その言葉が九十九の耳に入った途端、九十九は眉をぴくりと動かし、成徳を見下ろすようににらんだ。
「……そういうてめぇみたいな野郎が」
九十九は、明枇を強く握りしめる。
全ての怒りをぶつけるかのように。
「気に入らねぇんだよ!」
九十九は、明枇を薙ぎ払うように振るう。
明枇で影を斬ることによって成徳の影と影付きを無理やりはがしたのであった。
「ぎゃあああっ!」
無理やりはがされた成徳は激痛に襲われたかのように狂ったように叫ぶ。
成徳の金切り声が屋敷中に響き渡り、成徳は頭を押さえて暴れた。
「おらっ!」
激痛襲われ、泣き叫ぶ成徳に容赦なく九十九が蹴りを入れる。
成徳は、そのまま吹き飛ばされ、倒れるが、動くことはなかった。
「柚月、立てるか?」
「あ、ああ……」
九十九はしゃがみ、柚月に手を差し伸べる。
柚月は、思わず、九十九の手を取り、すっと起き上がり立ち上がった。驚きで痛みを忘れてしまったようだ。
柚月は、ふらつくが、九十九に支えられる。柚月は、振り払うことをせず、ただ立ったままになった。
九十九は、そのまま銀月を拾い上げ、ぶっきらぼうに柚月に渡した。
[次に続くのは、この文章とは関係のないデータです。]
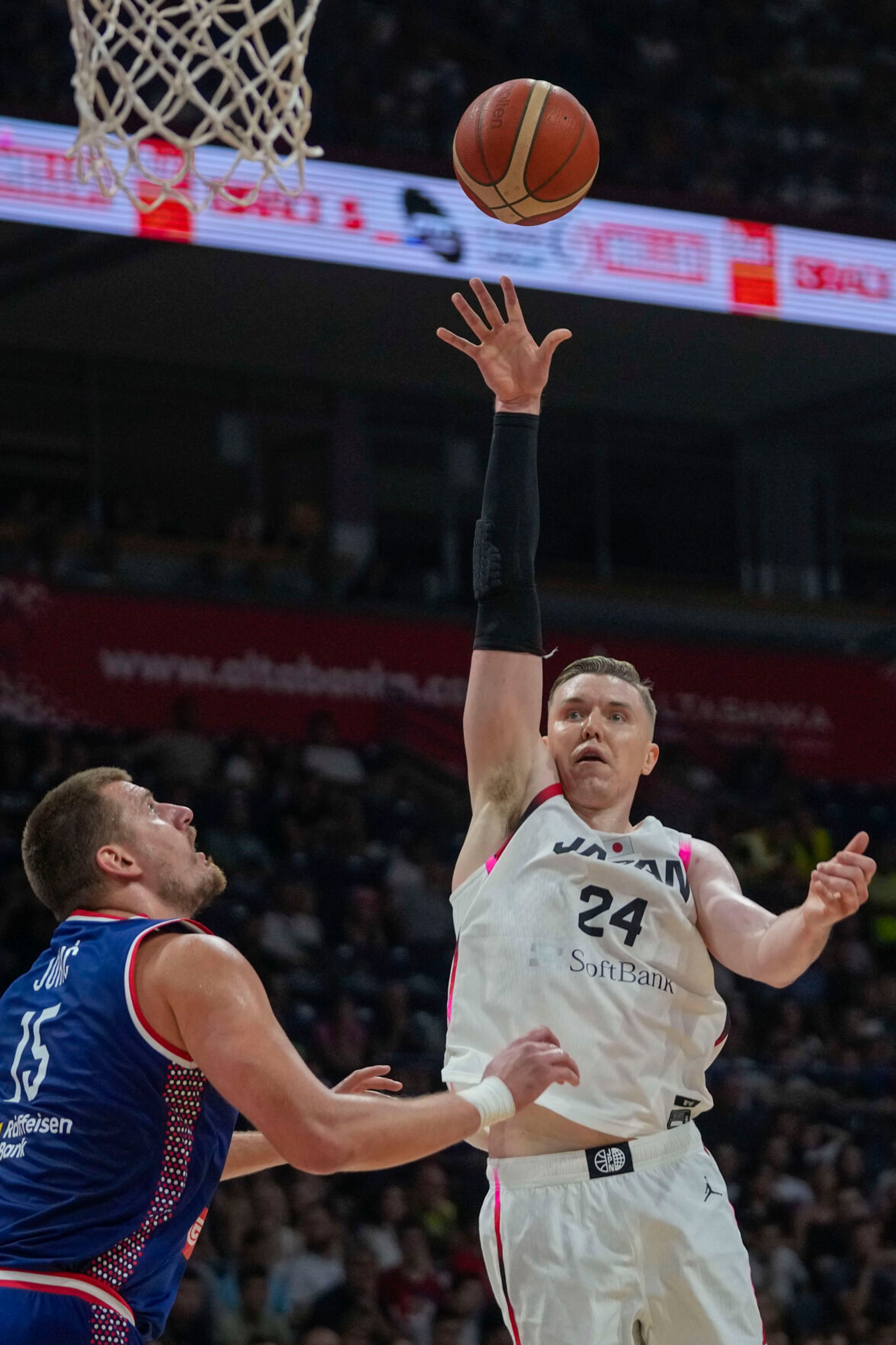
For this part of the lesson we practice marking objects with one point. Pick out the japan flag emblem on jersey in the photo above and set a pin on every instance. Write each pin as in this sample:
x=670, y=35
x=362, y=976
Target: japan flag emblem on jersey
x=621, y=847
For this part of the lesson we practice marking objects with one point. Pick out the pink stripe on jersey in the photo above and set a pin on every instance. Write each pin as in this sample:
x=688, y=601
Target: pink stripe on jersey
x=451, y=982
x=548, y=793
x=501, y=1264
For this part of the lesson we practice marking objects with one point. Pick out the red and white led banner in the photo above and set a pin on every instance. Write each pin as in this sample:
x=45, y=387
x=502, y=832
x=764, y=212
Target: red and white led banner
x=120, y=662
x=368, y=217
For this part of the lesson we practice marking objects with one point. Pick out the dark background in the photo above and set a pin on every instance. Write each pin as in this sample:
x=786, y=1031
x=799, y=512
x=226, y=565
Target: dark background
x=177, y=420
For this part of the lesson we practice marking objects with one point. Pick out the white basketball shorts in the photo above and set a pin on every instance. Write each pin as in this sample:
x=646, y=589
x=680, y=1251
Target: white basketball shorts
x=626, y=1245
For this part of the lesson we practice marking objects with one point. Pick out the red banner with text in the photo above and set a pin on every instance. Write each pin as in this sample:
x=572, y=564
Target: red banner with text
x=112, y=661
柚月も一度はためらうが、銀月を九十九から受け取る。
何も言うことはなかったが柚月は感謝していた。彼のおかげで助かったと。だから抵抗せず、無言で受け取ったのだ。
その気持ちが九十九にも伝わったのか、ふと笑みを見せた。
だが、その瞬間、うめき声を上げながら、成徳が妖のように起き上がり、立ち上がった。
「こ、この。妖狐が……綾がどうなってもいいって言うのか!」
成徳は、脅しにかかるが、九十九には通用しない。
九十九は、顔色一つ変えず、成徳をにらんだ。
「てめぇ、馬鹿か?よく見てみろ!」
「何!?」
成徳は、驚愕したように綾姫の方に視線を向けるが、その視線の先には、捕らえられた綾姫の姿はない。
逆に、綾姫はすでに影付きの分身から解放されていた。
駆け付けた夏乃と朧の手によって。
「朧!夏乃!」
「兄さん、綾姫様なら大丈夫だよ!」
「観念してください!成徳!」
「成徳!これで、終わりよ!」
綾姫が技を発動する。舞うように水札を上にあげると水札から雨が降り注ぐ。その雨は、柚月の怪我を一瞬で癒した。
その名は、結界・水静の舞。綾姫が最も得意としている癒しの術だ。
「ありがとう!」
柚月が微笑むように綾姫に告げると、綾姫も涙ぐんでうなずく。
九十九は、明枇を肩に担いで、柚月は成徳に向けて銀月を構えた。
「柚月、あの影付きは俺に任せろ。成徳はお前に譲ってやる」
「……わかった」
柚月は、成徳に向けて刀の先を向けた。